Taking the position amino acid residue as a parameter, two standard scoring matrices were constructed using the training set. In the test set, two scoring (S) values can be obtained for an arbitrary sequence segment, which can be used as the refinement characteristic parameters. Besides, the characteristic parameters of the 2 L dimensional site information can also be obtained by using the position weight matrix.

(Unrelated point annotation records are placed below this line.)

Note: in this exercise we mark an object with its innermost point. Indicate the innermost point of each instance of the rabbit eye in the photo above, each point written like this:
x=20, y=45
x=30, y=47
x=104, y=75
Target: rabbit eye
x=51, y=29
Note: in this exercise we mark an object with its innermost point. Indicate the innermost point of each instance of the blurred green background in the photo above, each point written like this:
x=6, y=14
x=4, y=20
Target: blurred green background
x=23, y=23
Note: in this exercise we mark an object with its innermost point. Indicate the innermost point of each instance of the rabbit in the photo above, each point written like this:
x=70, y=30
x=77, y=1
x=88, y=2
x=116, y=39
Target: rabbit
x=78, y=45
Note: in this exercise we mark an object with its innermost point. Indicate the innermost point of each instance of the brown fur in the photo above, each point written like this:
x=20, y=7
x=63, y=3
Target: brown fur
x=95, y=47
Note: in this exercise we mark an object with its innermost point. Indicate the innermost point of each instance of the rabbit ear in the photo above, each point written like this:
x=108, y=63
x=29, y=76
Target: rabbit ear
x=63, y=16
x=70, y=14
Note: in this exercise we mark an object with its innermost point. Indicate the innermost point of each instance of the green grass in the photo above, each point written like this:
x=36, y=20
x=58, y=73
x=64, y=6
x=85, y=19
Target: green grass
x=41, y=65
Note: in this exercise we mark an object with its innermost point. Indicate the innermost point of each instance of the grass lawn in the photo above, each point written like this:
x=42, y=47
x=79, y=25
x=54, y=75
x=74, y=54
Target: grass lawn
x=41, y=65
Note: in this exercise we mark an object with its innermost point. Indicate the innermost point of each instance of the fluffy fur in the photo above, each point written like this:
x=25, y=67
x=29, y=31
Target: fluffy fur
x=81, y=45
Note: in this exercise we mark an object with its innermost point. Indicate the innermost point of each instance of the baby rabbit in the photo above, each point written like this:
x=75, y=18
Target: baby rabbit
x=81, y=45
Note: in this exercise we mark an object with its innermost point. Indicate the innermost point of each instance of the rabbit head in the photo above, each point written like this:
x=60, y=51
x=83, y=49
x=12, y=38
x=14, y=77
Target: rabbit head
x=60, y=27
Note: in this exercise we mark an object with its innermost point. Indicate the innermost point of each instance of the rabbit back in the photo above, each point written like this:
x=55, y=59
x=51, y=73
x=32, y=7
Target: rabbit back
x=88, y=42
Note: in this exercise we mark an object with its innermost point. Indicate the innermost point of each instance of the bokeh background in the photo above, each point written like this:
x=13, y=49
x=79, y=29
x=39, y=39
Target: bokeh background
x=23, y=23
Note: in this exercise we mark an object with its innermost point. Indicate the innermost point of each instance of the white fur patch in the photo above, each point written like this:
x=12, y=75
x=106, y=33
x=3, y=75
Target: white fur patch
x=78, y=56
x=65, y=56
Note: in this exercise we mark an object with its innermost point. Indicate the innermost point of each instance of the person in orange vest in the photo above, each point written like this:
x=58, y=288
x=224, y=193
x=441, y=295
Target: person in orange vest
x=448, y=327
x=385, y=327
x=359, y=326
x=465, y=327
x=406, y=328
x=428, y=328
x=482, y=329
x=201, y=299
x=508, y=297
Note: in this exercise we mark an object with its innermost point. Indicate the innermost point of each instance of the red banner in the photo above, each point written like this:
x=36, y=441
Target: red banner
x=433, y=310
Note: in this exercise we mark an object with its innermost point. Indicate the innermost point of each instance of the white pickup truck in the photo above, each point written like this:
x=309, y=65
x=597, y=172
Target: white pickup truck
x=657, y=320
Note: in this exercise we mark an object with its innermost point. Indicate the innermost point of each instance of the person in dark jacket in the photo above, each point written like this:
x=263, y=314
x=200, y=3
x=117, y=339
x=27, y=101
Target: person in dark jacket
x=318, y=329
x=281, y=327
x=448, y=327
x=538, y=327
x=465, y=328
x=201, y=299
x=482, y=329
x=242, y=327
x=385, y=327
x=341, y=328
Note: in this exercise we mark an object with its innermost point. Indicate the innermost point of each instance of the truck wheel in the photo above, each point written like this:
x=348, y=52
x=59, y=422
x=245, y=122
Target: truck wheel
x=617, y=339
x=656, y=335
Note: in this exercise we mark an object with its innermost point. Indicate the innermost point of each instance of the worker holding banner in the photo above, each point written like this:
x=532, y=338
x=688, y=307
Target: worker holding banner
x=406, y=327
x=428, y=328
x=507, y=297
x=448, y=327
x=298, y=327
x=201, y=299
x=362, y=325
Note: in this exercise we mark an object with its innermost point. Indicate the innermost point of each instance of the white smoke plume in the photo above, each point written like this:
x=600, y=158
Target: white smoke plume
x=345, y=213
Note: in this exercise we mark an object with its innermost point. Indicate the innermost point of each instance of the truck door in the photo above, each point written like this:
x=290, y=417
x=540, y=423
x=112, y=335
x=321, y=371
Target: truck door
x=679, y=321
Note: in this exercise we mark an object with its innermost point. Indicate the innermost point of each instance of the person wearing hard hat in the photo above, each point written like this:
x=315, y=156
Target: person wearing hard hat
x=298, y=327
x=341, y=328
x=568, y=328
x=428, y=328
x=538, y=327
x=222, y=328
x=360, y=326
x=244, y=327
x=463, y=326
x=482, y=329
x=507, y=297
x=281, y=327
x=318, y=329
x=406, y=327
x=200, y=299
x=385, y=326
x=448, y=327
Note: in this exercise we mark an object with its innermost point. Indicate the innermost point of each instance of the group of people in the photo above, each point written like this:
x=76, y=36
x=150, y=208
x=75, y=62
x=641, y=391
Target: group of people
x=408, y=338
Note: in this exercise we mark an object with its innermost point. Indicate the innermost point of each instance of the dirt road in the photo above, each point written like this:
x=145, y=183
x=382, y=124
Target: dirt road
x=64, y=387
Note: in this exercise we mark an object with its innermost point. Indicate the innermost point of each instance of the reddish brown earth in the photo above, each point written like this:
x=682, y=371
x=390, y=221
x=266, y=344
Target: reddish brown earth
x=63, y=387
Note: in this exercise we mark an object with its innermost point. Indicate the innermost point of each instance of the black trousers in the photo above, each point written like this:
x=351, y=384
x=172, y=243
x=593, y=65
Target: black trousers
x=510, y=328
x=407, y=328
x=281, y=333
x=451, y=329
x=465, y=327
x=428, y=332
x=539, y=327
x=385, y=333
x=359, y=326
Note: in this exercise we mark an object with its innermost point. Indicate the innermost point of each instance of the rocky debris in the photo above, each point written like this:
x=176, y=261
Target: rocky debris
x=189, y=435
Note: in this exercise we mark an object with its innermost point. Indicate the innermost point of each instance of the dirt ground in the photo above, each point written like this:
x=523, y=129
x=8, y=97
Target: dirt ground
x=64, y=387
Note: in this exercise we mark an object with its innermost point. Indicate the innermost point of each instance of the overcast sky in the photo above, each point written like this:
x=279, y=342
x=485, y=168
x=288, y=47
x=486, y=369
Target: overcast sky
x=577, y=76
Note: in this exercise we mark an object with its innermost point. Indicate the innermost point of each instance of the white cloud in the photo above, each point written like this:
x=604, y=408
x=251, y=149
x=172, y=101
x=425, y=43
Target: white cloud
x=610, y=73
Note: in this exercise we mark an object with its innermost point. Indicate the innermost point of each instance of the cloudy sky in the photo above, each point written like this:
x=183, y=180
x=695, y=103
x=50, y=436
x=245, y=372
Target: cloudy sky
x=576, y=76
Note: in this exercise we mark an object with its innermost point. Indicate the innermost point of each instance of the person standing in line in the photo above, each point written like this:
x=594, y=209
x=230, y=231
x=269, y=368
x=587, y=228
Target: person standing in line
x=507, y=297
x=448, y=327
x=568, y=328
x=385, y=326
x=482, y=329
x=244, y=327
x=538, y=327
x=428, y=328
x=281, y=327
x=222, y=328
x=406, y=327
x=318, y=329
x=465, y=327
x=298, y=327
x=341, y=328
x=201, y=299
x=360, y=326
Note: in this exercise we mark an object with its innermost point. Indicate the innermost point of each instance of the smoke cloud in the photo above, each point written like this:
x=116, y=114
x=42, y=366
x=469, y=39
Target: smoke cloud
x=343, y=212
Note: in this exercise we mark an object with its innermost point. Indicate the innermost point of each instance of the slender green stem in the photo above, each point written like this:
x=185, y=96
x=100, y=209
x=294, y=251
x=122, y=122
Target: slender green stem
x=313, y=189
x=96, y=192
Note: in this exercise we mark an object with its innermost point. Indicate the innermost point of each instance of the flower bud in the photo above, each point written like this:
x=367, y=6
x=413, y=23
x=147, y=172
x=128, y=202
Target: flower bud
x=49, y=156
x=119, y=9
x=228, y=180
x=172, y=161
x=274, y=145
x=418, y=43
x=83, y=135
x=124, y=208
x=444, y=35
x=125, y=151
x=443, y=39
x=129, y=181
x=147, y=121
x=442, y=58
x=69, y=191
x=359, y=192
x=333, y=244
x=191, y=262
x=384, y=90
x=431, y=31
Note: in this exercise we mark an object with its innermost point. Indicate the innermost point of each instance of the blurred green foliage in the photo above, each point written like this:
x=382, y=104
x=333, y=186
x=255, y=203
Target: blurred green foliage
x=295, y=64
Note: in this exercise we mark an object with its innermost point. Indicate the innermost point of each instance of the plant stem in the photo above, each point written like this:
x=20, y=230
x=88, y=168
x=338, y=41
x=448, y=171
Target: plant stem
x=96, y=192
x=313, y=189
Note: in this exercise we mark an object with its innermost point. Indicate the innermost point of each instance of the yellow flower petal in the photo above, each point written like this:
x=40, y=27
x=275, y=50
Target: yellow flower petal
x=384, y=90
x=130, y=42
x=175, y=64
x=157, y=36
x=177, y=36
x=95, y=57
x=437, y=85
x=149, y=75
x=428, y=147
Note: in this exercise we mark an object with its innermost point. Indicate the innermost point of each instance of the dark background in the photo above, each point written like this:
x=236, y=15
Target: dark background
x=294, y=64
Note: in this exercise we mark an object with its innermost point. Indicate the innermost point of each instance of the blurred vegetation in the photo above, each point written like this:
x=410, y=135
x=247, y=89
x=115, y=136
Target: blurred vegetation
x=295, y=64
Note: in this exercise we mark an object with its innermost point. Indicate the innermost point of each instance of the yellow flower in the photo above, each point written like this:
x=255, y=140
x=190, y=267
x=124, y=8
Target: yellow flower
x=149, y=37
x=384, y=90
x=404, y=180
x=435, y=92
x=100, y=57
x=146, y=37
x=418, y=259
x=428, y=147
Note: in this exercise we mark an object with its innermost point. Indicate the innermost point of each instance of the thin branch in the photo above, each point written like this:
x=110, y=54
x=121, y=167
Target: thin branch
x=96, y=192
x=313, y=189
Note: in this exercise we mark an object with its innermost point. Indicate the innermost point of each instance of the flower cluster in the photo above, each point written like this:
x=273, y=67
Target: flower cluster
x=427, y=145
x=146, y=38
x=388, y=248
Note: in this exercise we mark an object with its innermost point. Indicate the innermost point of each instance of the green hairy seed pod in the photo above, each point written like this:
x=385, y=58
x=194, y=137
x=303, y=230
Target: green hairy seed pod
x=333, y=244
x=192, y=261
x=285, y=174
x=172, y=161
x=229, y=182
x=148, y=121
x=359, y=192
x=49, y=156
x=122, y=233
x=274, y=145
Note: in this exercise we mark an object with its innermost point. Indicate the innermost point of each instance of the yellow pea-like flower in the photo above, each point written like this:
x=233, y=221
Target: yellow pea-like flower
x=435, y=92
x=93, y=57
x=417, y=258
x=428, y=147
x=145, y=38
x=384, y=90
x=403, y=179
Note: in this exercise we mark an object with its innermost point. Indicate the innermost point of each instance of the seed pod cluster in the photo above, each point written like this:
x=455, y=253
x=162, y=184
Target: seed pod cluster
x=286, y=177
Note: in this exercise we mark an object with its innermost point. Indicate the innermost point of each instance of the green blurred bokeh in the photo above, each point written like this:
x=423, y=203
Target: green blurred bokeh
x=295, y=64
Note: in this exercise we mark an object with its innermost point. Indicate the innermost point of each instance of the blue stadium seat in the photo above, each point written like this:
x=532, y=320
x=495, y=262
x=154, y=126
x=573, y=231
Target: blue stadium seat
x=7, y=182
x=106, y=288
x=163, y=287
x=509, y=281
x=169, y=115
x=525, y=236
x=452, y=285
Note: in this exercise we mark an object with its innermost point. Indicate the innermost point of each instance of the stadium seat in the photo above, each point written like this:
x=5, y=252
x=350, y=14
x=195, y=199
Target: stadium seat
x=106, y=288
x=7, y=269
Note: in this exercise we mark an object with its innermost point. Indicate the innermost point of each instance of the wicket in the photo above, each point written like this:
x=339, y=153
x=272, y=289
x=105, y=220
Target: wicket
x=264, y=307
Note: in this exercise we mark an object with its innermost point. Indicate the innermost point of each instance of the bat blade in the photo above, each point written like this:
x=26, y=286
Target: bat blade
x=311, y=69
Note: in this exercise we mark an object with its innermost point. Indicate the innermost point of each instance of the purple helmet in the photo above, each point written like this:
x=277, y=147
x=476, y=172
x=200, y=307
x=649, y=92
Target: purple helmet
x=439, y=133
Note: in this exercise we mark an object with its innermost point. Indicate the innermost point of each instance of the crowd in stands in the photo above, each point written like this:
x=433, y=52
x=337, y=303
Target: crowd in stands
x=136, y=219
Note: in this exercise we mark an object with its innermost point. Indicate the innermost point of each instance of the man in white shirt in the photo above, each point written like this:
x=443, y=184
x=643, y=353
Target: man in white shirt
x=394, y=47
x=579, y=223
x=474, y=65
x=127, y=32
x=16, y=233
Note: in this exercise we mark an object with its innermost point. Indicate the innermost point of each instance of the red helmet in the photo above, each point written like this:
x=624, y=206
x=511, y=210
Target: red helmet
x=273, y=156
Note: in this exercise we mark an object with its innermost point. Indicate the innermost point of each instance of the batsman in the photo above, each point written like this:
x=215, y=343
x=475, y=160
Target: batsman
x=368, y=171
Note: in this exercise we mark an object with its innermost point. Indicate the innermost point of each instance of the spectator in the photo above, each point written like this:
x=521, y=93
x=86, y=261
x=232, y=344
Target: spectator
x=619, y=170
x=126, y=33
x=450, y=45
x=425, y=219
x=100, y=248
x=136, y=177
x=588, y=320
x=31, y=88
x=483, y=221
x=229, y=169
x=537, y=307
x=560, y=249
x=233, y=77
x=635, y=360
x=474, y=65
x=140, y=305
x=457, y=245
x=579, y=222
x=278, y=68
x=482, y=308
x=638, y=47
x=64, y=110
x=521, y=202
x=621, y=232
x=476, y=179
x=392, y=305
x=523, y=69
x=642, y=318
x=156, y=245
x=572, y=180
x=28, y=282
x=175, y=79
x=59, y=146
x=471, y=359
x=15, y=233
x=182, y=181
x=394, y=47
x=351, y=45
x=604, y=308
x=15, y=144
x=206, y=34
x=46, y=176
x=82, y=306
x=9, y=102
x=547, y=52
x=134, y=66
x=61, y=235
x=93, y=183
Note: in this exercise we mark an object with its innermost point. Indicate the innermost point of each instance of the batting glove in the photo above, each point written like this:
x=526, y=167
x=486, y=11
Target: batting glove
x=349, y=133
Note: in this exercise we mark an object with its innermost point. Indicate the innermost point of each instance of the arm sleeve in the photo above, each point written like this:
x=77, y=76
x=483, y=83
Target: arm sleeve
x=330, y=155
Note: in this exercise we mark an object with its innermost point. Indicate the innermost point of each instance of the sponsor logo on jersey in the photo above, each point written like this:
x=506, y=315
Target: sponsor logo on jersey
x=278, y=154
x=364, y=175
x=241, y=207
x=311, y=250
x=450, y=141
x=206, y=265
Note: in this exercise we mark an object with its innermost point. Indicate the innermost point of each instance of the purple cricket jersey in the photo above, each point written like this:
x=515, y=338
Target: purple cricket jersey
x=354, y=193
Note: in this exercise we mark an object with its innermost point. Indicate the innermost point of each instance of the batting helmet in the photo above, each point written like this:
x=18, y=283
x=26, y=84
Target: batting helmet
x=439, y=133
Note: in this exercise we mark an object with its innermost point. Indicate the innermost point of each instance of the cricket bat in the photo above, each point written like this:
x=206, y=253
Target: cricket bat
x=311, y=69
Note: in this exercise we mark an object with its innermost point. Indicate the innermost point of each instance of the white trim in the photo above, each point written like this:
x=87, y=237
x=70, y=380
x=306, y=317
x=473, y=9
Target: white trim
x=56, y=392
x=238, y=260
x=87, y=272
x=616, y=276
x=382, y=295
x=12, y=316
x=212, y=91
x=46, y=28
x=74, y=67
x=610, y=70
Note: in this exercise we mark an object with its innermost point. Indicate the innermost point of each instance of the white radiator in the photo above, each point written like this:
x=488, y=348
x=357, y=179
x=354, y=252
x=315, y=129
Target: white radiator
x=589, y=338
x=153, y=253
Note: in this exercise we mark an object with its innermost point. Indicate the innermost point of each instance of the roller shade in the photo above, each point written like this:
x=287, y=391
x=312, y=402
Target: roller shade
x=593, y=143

Increment of diversity (ID) algorithm

Dispersion is a measure of information diversity. It can quantitatively describe certain feature information contained in an amino acid sequence, and the measure of diversity can describe the overall diversity. The increment of diversity is one of the information coefficients. It is applied to the information classification as a classification algorithm. It can reduce the dimension and use the refined features as the characteristic parameters of classification prediction. It has been successfully applied to protein folding and protein structure classification prediction [26, 27]. Therefore, the Increment of Diversity algorithm was used to extract the feature information from sequence.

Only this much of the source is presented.